I look at many young people who wish to marry but who are facing different socio-economic challenges. There’s the young man who’s been told that he cannot marry the lady whom he loves because he doesn’t have enough cash to pay for her lobola (dowry or mahali). Then there’s the young lady whose parents won’t support her postgrad education if she decides to get married. The poor young fellows have to sit back, burn with passion, but wait until their families give them the green light. I think its about time that the society, especially the church community changes the way we look at things. The pressing factor for getting married is passion (1Cor 7:9) and nothing is more honourable than marriage (Heb 13:4). He who finds a wife finds a good thing and obtains favor from the LORD – Proverbs 18:22.
1 comment:
May I put my word to this debate. first I will react to some statements you have made.
1. You say the church has failed to address the question of how to conduct our selves in relationships. I think the biggest problem I have with that is that pipo who use that arguement are saying that they engage in pre-marital sex becoz they are not told clear cut guide lines by the church. That is irresponsible and foolish to say the least becoz, the church teaches what is in the bible and if we do what the bible says we will be saved, so i don't agree with the blame game. Everyone will be answerable to God and there will not be an excuse that the church is to blame for sexual immorality. Leg managemnet and self control(temperance) is the key. <( if you have two keep them together and if you have three keep one untill you are married)> this is consistent with bible wheither the church teaches this or not. The other thing is that we must also be involved in our lives and not wait for someone to just come and read out set rules of do's and don'ts, we must work together with the church becoz the youth consitiute the large part of the church so if we isolate ourselves from the church then we are in trouble.
On conduct the bible say's youth enjoy your youth and do mightly what you what your hands find to do, but remember all things will be brought to judgement. That must be the guide to conduct.
2.You said paul say's the only option to avoid "burning with passion" to get married. I tend to think that is malicious especially on the man of God. You seem to suggest to the youth that marriage is an escape to "burn with passion." I beg to differ and state here that paul is one of the post christ teachers who upheld and respected marriage and to just restrict marriage to only a sexual arrangment like you are putting it is unacceptable. Marriage is not an escape or relief valve to sexual pressure, it must be a Holy union of two pipo who will then show the character and image of Godthrough their interection, so please marriage in much much more than sex.
Now coming to the issue of condom use, as a mode of contraception, and reduction of re-infection between married pipo with HIV and other STI's, condoms are another mode to help mitigate the after effects if pipo did not use them.So the married, and have health or family planing issues pliz if it is convinient use the condom.

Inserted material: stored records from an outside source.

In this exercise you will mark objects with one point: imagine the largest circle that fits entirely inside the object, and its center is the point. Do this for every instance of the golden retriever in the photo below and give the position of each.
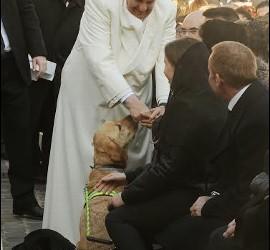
(110, 154)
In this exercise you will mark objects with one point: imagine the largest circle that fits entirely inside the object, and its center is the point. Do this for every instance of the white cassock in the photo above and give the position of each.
(114, 54)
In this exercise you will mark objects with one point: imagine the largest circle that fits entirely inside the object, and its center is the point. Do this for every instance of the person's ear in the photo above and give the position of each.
(219, 81)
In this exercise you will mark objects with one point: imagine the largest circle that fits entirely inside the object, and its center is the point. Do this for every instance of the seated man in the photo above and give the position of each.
(239, 152)
(250, 231)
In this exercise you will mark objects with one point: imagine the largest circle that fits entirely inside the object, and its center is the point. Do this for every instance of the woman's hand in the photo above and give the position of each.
(149, 117)
(196, 208)
(111, 181)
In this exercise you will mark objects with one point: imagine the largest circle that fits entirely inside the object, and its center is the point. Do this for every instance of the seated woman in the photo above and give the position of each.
(184, 138)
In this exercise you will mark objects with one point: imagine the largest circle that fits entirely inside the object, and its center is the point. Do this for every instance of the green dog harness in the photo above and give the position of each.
(88, 196)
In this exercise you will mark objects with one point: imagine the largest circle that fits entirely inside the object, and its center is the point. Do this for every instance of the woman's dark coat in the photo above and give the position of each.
(186, 133)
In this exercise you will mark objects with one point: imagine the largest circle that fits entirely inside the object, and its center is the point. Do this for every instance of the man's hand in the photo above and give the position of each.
(149, 117)
(116, 201)
(135, 107)
(111, 181)
(197, 206)
(230, 230)
(39, 64)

You and me must know and condoms and other reprodcutive health issues becoz as we grow, our biological make up changes and hormones run around the body such that we want explanations to that, and so we must get the explanation by education.
< Question >
what would you say to some one who say's, christians(SDA's) have a high rate of abortion becoz they engage in unprotected sex. So they must be told that if they are to break the comandments they must use a condom and not do it and not resolting to have an abortion.